DOI: 10.46460/ijiea.1956584 ISSN: 2587-1943

Multi-Aspect Sentiment Analysis on Turkish Food Delivery Reviews: A Multi-Task BERTurk Approach

Süleyman Yaman, Özkan Aslan
Online food-delivery reviews provide valuable feedback for service monitoring and also constitute an important resource for natural language processing research. However, public benchmarks for aspect-based sentiment analysis (ABSA) in Turkish remain scarce. We present a systematic evaluation of the 676,214-comment Yemek Sepeti dataset, in which each review carries three 1-10 ratings for Speed, Service and Taste, under three task formulations: regression (T1), three-class ordinal (T2) and binary polarity (T3).

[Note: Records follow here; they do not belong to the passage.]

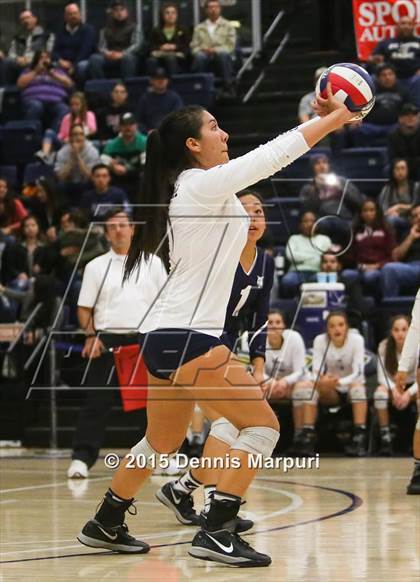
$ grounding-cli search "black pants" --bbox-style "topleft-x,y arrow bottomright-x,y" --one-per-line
72,334 -> 137,468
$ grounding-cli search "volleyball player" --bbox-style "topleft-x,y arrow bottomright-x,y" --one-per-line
265,309 -> 311,454
395,289 -> 420,495
373,315 -> 417,456
296,311 -> 367,457
156,190 -> 274,532
78,87 -> 353,567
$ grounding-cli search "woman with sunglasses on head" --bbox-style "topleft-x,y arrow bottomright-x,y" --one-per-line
78,86 -> 354,567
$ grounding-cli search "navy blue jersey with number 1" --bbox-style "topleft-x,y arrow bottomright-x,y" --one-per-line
220,247 -> 274,360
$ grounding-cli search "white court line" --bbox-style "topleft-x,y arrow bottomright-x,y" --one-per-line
0,529 -> 191,556
0,484 -> 303,556
251,484 -> 303,522
0,477 -> 110,495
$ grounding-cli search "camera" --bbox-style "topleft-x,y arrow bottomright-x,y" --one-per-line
44,61 -> 58,71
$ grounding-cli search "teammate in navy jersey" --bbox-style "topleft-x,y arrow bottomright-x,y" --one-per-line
220,190 -> 274,384
78,86 -> 360,567
156,190 -> 274,532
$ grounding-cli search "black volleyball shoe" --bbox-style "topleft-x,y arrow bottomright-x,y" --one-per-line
77,519 -> 150,554
188,529 -> 271,568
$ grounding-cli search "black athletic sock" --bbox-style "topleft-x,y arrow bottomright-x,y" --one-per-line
206,491 -> 241,531
95,489 -> 134,527
379,424 -> 391,441
173,470 -> 202,495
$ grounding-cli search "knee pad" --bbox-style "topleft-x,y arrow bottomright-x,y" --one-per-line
292,385 -> 319,406
209,418 -> 239,447
349,386 -> 366,403
373,390 -> 389,410
130,437 -> 178,469
232,426 -> 280,457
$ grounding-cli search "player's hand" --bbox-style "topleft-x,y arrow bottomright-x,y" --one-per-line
270,378 -> 288,400
252,370 -> 264,386
312,83 -> 355,125
82,336 -> 105,358
395,372 -> 407,394
393,390 -> 411,410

We contrast Term Frequency- Inverse Document Frequency (TF-IDF) baselines with BERTurk single-task and multi-task (MTL) fine-tuning. A shared-encoder MTL with a class-weighted loss raises T2 Macro-F1 to 0.674 / 0.697 / 0.731 and Quadratic Weighted Kappa (QWK) to 0.752 / 0.783 / 0.818, reduces T1 MAE from 1.77 to 1.26, and reaches 92.1% accuracy on T3 Taste. Cross-seed variance is on the order of 10⁻³; a ConvBERTurk ablation confirms backbone independence. Error analysis surfaces three findings: the middle ordinal class is the hardest, performance halves under cross-aspect disagreement, and the corpus contains text-rating contradictions.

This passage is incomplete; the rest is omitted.